Caravaggio and the Science of Light
VIEW EVENT DETAILSThe Hong Kong Jockey Club Presents: Light and Shadows – Caravaggio • The Italian Baroque Master Programs
Evening Presentation
Registration at 6.15 pm
Presentation at 6.30 pm
Closes at 8.00 pm
Here is the revelation of the mystery of this painter, Michelangelo Merisi, called Caravaggio, whose practice is renowned for having skipped the stage of meticulous drawing and whose composition has such a photographic snapshot, in respect to the previous mannerist artists. His passion for the optical phenomena dated back to his early years in the Lombard-Venetian territory, an area particularly sensitive to these studies, with the glass production at Murano. However it was during his sojourn at Cardinal Francesco Maria del Monte’s house that his intellectual interest found the right place for development, also in connection to Galileo. His optical systems followed, step by step, the development of the Optic and Catoptric systems used to improve the telescopes. Dr. Roberta Lapucci’s most recent research proposes not only the use of optical devices for the projection such as lenses and mirrors, but also of a proto-photographic system for the execution of Caravaggio’s artworks using photo sensitive and photo luminescent materials.

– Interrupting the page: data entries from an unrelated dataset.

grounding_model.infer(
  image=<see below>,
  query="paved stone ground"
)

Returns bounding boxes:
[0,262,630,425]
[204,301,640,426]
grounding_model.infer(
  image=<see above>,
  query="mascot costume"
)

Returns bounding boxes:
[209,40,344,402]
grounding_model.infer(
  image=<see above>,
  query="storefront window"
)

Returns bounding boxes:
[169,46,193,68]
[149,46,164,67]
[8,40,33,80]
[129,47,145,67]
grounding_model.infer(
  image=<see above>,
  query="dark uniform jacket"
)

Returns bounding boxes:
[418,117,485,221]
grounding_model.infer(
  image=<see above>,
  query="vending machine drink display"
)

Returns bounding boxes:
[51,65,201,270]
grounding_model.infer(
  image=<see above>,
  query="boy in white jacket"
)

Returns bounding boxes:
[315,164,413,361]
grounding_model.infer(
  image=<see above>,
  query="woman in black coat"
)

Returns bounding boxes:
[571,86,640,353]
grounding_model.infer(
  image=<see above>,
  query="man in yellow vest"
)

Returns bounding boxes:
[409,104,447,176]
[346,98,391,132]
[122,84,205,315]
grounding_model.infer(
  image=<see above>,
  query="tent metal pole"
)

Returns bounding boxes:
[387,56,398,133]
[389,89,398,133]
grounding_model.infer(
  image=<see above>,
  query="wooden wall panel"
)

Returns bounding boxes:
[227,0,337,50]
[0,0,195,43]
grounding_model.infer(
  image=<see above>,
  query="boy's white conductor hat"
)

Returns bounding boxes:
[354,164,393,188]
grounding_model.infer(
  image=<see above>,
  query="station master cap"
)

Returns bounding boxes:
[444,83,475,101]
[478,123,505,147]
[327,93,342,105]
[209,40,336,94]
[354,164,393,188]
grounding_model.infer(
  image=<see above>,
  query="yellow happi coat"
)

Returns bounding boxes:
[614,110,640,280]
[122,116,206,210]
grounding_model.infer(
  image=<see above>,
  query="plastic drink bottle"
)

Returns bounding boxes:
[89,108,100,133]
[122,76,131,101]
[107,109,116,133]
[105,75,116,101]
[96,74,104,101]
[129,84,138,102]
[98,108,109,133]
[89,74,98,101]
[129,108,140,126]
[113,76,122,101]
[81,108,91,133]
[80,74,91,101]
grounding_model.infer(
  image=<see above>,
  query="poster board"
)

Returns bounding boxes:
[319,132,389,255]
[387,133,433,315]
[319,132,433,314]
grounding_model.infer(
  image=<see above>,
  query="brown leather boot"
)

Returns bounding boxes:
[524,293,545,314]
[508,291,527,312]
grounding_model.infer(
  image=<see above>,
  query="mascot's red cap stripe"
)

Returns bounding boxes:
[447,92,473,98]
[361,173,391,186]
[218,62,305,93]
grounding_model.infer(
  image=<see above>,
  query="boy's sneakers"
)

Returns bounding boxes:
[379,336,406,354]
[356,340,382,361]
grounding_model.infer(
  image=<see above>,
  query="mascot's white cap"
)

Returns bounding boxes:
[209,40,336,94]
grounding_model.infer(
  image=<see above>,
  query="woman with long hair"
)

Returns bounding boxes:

Dr. Roberta Lapucci is currently the Conservation Department Head in Studio Art Centers International Florence (SACI). Laurea in Art History with Highest Honors, University of Florence; Dottorato di Ricerca, Art History, University of Rome, Florence, Parma, her PhD dissertation was on the "Technique of Caravaggio: Materials and Methods." Dr. Lapucci co-directed the Caravaggio exhibitions held at the Palazzo Pitti in Florence and the Palazzo Ruspoli in Rome. She has apprenticed with Florentine restorers, worked in private studios since 1975, established an archive of technical documentation and photographs of Caravaggio's masterpieces at the Roberto Longhi Foundation in Florence; conducted computer research at the Scuola Normale Superiore in Pisa predisposing computerized programs to file documents or artworks for the Italian museums. Since 1986, she has been teaching Conservation, Artistic Techniques and Diagnostics in specialization courses for post-graduates at the University of Florence in the chemistry and art history departments. For the Soprintendenza dei Beni Artistici of Florence, she has catalogued and restored works of art belonging to Florentine museums, and churches. She has written articles for exhibition catalogs, art history magazines, and critical reviews, and is the author of a book entitled Caravaggio and Optics, published in 2005. In 2007, she was awarded the Gold Cross of the Knights of Malta at the Nunnery of St. Ursula at Valletta.